Very stupid overheard conversations

I had a professor in college who pronounced “trough” as “trow” (as in rhyming with “row” and “throw”). And he taught Econ 101, so he used that word a lot when referring to graphs of demand curves and such.

Although to be fair I’m not entirely sure if English was his first language. He didn’t speak with any noticeable foreign accent, but his bio mentioned he’d previously taught at a university in Italy. So I suppose it’s possible he was Italian but had been in the US for do many decades he’d mostly lost any accent he might have had. And if that was the case, I could understand how it wouldn’t be obvious that “trough” shouldn’t rhyme with “through” but it should rhyme with “tough”.

In another message board I saw “prima donna” spelled “pre-Madonna”…

I once saw “medieval” spelled “mid-evil” on another board.

Oh, I screwed up a ton of pronunciations in my youth. It was a function of getting my vocabulary entirely from the written word.

I think the funniest one was pronouncing epitome as ep-i-TOME. I got a lot of ribbing for that one from my college friends.

Oh, and decipher. Clearly pronounced DES-I-fur.

But “trough” doesn’t rhyme with “tough” either.

“Trough” = trof
“Tough” = tuff

Heh, as a kid I thought “queue” was pronounced “kwey-yoo” because I had never connected it with hearing “cuing up” on line. Those must be two different words! (Like “quay” and “key.” I was actually in my late 20s before I realized that one.)
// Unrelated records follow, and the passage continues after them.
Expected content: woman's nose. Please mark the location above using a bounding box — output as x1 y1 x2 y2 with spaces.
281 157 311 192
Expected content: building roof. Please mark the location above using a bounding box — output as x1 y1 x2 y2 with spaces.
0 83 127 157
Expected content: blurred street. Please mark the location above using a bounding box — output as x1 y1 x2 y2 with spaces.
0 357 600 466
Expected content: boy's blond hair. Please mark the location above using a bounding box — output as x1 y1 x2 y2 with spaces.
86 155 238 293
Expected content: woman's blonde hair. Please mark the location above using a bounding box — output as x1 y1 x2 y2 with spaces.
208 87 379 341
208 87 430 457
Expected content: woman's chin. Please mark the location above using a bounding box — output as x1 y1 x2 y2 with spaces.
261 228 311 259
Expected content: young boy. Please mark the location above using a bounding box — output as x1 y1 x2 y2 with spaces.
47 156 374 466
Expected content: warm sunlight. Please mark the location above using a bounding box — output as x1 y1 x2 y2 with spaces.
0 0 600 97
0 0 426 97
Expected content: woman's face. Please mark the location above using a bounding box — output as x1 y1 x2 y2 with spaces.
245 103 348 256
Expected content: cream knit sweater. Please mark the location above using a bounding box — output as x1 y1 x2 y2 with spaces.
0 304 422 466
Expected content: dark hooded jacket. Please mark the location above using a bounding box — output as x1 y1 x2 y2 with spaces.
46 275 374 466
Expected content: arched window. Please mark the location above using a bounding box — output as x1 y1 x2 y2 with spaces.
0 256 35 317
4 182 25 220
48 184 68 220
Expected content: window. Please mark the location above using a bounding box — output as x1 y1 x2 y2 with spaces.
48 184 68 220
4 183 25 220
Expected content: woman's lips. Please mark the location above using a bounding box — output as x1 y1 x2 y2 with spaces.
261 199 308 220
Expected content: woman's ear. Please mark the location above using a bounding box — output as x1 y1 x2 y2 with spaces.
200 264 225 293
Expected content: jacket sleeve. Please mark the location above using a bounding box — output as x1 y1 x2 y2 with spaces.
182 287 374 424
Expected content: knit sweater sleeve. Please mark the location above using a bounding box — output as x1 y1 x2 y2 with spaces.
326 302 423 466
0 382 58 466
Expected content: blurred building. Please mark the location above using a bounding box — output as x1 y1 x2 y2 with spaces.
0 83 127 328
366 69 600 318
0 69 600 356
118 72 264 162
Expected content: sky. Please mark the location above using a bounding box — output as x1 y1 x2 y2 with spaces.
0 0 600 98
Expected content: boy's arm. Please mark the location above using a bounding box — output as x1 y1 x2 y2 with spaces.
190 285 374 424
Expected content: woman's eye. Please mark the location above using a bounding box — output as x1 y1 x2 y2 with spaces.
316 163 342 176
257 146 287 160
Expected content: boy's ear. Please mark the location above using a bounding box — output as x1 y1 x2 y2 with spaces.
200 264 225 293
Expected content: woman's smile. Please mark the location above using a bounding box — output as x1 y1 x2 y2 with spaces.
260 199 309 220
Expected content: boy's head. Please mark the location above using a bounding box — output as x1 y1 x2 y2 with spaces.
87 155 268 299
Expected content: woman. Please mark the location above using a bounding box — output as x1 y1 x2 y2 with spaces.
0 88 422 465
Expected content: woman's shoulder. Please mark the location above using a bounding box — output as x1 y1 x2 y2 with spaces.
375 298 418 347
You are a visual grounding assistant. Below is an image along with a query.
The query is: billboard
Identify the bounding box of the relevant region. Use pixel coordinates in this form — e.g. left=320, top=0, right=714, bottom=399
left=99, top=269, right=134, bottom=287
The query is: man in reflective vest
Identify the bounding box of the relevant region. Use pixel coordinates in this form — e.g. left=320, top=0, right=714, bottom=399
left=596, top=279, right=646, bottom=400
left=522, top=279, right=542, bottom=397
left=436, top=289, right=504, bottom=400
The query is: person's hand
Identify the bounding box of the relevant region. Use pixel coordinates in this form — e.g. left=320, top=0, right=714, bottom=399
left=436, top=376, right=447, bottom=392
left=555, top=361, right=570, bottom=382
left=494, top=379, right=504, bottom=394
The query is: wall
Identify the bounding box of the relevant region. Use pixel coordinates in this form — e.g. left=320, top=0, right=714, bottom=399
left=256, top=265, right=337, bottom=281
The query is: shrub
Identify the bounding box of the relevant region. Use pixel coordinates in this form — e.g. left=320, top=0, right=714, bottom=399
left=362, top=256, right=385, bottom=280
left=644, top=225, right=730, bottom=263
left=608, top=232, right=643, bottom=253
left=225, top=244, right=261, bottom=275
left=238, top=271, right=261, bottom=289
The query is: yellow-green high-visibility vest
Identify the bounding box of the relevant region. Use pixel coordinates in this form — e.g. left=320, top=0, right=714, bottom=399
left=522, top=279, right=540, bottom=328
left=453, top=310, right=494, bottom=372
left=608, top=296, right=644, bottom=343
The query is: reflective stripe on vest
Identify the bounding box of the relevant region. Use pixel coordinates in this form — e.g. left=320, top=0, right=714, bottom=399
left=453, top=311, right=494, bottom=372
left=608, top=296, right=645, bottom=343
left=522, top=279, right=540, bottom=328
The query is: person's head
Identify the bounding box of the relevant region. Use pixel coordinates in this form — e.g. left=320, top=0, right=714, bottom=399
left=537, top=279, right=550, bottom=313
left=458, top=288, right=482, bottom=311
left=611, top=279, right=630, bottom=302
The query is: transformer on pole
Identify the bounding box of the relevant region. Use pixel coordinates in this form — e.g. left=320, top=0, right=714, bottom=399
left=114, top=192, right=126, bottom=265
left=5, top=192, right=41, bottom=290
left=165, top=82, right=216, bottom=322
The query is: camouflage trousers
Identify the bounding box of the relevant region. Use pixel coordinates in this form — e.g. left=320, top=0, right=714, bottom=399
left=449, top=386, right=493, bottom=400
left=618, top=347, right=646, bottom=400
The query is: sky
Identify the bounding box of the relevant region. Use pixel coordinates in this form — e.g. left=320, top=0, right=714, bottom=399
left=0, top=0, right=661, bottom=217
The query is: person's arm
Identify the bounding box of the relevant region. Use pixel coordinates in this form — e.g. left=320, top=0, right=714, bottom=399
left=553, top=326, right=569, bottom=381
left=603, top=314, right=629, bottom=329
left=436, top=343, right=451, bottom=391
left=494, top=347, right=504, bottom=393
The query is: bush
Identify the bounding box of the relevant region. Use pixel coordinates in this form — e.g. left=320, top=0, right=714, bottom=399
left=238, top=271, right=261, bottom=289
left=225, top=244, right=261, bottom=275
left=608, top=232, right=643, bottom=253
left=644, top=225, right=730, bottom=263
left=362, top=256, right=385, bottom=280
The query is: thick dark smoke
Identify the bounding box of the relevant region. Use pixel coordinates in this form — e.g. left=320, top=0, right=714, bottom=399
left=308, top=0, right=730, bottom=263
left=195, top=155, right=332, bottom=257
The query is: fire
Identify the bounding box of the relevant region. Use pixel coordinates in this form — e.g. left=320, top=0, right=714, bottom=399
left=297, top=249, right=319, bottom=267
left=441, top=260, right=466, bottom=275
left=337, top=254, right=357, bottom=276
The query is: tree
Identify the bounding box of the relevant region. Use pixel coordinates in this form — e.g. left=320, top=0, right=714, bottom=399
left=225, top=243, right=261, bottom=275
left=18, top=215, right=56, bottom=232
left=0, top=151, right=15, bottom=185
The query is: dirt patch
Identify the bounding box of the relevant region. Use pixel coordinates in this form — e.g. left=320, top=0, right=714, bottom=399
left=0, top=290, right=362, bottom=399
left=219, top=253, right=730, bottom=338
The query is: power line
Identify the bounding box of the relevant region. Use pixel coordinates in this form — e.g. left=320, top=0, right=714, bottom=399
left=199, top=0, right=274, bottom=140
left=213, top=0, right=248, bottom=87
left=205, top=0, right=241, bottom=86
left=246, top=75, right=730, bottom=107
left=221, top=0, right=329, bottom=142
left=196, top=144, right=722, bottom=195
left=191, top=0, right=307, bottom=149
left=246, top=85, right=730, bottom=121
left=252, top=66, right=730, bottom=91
Wait, those are the same word?

The baker-man was kneading dough
And whistling softly, sweet and lough.

Yet ever and anon he’d cough
As though his head were coming ough!

“My word!” said he,” but this is rough:
This flour is simply awful stough!”

He punched and thumped it through and through,
As all good bakers dough!

“I’d sooner drive,” said he “a plough
Than be a baker anyhough!”

Thus spake the baker kneading dough;
But don’t let on I told you sough!

As a teenager, while driving to a vacation at Prince Edward Island with my parents and siblings, we were reading Anne of Green Gables (as you do in that situation) and I was reading the part where Anne takes Marilla’s “Amethyst Brooch”. Which I pronounced "Ameetheeist Broooch (like pooch). How was I to know?

I have a long list of words I only learned how to pronounce years after I knew the word.

Me, too!

And then I started living in Japan and started pronouncing unknown words with Japanese vowel sounds. . .

Forty years later and I can still hear my mother and my then girlfriend (*) bonding together by laughing at me saying ep-i-TOME.

(*) Just to be crystal clear - those are two different women.

Overheard at a restaurant: “Remember the time Roseanne sang ‘O Canada’ to the tune of ‘O Christmas Tree’?”

It was Dennis Park who sang “O Canada” to the tune of “O Christmas Tree” (or something vaguely resembling it) at a 1994 CFL game. This person apparently had that incident confused with Roseanne Barr’s memorably off-key performance of “The Star-Spangled Banner” at a 1990 San Diego Padres game.

That’s an Ernest P. Worrell (Jim Varney) gag from his early days in commercials. “The ep-i-TOME of used car dealers!”

I also pronounced ‘banal’ as BANE-ul, not bun-ALL.

For me it was segue. It took me a long time to realize SEG-way and segue were the same thing.

Crap. I doubt I have ever heard it spoken in my life. It is definitely BANE-ul for me.

Both are correct, although bun-All is more common in the US.

I did not know that, but the dictionary confirms. Thanks.

Ditto!


For me it was execrable. Whaddaya mean, it’s not ex-EC-ra-ble?

Flip that sequence for a Dope poll and it might get majority support. Leave it as is and it would probably still have at least 20% in favor.